4. Surplus PPE to be auctioned off
Surplus personal protective equipment will be auctioned as the Government bids to stop paying out millions of pounds of taxpayers’ cash to store stock.
Health Minister Edward Argar said: “To date we have achieved the sale of 330 million masks to two private companies, and we have other deals in the pipeline.
“We are also about to launch an online auction to sell PPE, so individuals and companies may bid for our excess stock.”
And, in a reversal of carers and nurses reportedly using bin bags as aprons at the height of the first wave of the pandemic in spring 2020, surplus aprons will now be turned into bin bags.
Mr Argar added: “After successful trials, we have now recycled 23 million visors into plastic food trays.
“We are also in the process of recycling 53,000 pallets of aprons and eye protectors; aprons are being made into bin bags, ‘Bags for Life’ and other high-demand products.”
Products that cannot be recycled, sold or repurposed will be binned.
Overall, the Department of Health claimed “the amount taxpayers will save from taking this decisive action would, for example, be enough to employ around 1,850 nurses for a year”.
5. Sewage dumped into rivers 1,000 times a day
Raw sewage was dumped into English rivers and seas hundreds of thousands of times last year, official data shows.
Figures from the Environment Agency reveal waste was released into the nation's waterways 372,533 times last year - around 1,000 per day on average - with discharges totalling 2,667,452 hours.
Untreated sewage is dumped into the seas and rivers to stop drains overflowing after heavy rain.
The frequency of discharges has increased as extreme weather and a growing population put pressure on the Victorian sewer system.
Under new Government plans, water companies in England would have to eliminate the environmental impacts of 3,000 storm overflow outlets, affecting the country's most important protected sites, by 2035.
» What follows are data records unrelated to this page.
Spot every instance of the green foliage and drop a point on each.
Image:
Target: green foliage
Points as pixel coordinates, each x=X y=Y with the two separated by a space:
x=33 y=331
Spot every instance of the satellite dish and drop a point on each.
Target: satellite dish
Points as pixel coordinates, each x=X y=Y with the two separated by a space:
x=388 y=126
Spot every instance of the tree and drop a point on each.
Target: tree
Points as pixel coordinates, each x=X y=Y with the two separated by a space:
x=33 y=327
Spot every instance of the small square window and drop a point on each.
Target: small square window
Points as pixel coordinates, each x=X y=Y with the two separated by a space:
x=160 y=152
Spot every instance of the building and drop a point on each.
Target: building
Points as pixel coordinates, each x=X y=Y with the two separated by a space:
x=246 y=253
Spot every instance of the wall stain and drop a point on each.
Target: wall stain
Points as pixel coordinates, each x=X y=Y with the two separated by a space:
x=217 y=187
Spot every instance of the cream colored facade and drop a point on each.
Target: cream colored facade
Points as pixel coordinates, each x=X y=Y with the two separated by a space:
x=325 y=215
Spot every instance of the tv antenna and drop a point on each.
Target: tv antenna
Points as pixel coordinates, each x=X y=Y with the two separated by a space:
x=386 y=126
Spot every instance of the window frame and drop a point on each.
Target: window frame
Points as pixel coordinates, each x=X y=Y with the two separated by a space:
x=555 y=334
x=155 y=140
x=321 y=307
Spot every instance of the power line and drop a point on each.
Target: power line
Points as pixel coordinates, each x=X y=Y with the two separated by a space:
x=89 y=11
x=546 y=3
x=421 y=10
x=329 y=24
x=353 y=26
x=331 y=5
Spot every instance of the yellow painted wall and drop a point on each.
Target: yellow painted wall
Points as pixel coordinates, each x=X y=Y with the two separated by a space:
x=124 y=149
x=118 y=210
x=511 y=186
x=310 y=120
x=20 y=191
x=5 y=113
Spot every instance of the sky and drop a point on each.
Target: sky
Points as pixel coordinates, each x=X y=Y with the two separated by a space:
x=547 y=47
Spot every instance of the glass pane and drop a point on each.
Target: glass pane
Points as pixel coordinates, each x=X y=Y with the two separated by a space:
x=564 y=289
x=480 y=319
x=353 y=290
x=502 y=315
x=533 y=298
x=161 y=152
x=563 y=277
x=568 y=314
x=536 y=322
There is a target to reduce discharges into bathing waters by 70% by 2035, and another to eliminate 160,000 incidents of sewage overflows, or 40% of the total, by 2040 and to cut them by 80% or 320,000 discharges by 2050.
6. Universal Credit cuts 'will push 400,000 children back into poverty'
The latest annual poverty statistics show around 400,000 children had been pulled off the breadline by the temporary increase to Universal Credit.
But the decision to axe the £20-a-week uplift risks sending them back into poverty, campaigners warn.
Official data shows that with 400,000 children pulled out of poverty last year when the UC uplift was in place, 3.9m children - or 27% of the UK total - were living in deprivation.
The 3.9m figure for 2020/21 was still 300,000 higher than when the Tories came to power in 2010.
One in five British children living in poor households were officially classed as "food insecure" as families struggled to make ends meet.
Rishi Sunak has also failed to bring benefits in line with inflation from April, which means families in poverty will suffer even more as costs rise.